The Second Reich’s Genocide

In the midst of a bitter war, the German government began to round up people of particular ethnicities which it considered to be subhuman enemies, gathered them into concentration camps, and worked them to death as slave labor in a deliberate policy of extermination and  genocide. But this was not the Third Reich in Europe in 1940. It was the Second Reich in Africa in 1904.

Captured and chained Herero prisoners                   
photo from WikiCommons

When the Industrial Revolution swept across Europe in the mid-19th century, all of the world powers (and any nation that aspired to be a world power) was pushed into a policy of military expansion in order to protect trade routes and obtain sources of raw materials abroad. It became known as the Age of Imperialism. 

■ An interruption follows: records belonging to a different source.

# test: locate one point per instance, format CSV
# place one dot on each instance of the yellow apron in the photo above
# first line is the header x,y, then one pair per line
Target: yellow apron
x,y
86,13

One key area of focus was Africa, which was vast, inhabited by undeveloped Native tribes, and had huge untapped resources. European powers like England, France, Germany, Italy, Belgium, and Portugal all found themselves conquering vast territories on the continent, which they then had to defend from each other. It was dubbed “The Scramble for Africa”.

By the 1880s the military and economic struggles over Africa were becoming burdensome for everyone, and a conference of world powers was called by Otto von Bismarck, Foreign Minister of the newly-unified Germany (ruled by the German Kaiser and known as the Second Reich), to meet in Berlin in 1884 and settle the Africa situation once and for all. Sitting around the conference table, without any representation or input from any Africans, the delegates carved up the continent between themselves, arbitrarily drawing boundaries for lands they had never seen and which bisected the traditional tribal territories of faraway people they didn’t care about. 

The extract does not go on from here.